Web | DOI | NeuroImage | Open Access
 
Last edited:
I can't do otherwise than reflexively dismiss studies involving Knoop, but I'm really puzzled at the idea that if there is neuroinflammation, why would changes in functional connectivity be relevant, rather than the neuroinflammation? Maybe as far as understanding what is happening there are applications, but when it involves people like Knoop the goal is not to understand but to market their product.

It's not as if anyone knows what to do about functional connectivity, what it is, or what it involves. Of course that's the product here, CBT and "mind-body" stuff is what they claim to do, but no one seems to have any real clue about what any of it actually means. What does higher/lower functional connectivity even means? This all seems to be a modern analogue to "chemical imbalance" to me.
 
I can't do otherwise than reflexively dismiss studies involving Knoop
Same. It makes me think about what the hidden motivation could be.
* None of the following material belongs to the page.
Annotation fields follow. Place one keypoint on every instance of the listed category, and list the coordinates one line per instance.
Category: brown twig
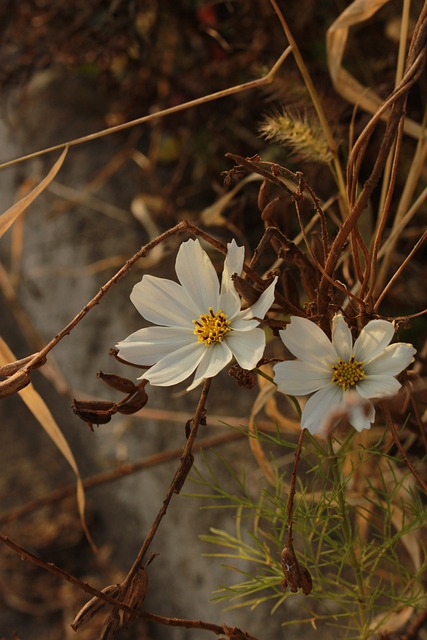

Does he want to attach his name to biomed articles just so he can claim before patient groups that he also does biomed research? Or is this study created so he can claim something like "stress causes neuro-inflammation, so patients need CBT for stress".

Or maybe he really have interests in many different things.

For forum members who don't know about Knoop, he is a psychologist and psychosomatist who is famous for (among other things) hiding actigraphy null results.
 
Last edited:
Just for context about Knoop. This study was as far as I'm aware conducted right at the beginning of the pandemic. People weren't really aware of who Knoop was. Knoop wanted to test if his patients from the ReCOVer trial would objectively improve.

Thus far I've not seen any data or hint that they did. Otherwise he would probably be screaming it from the rooftop.

Anyways, I don't think these researchers have any special love for Knoop.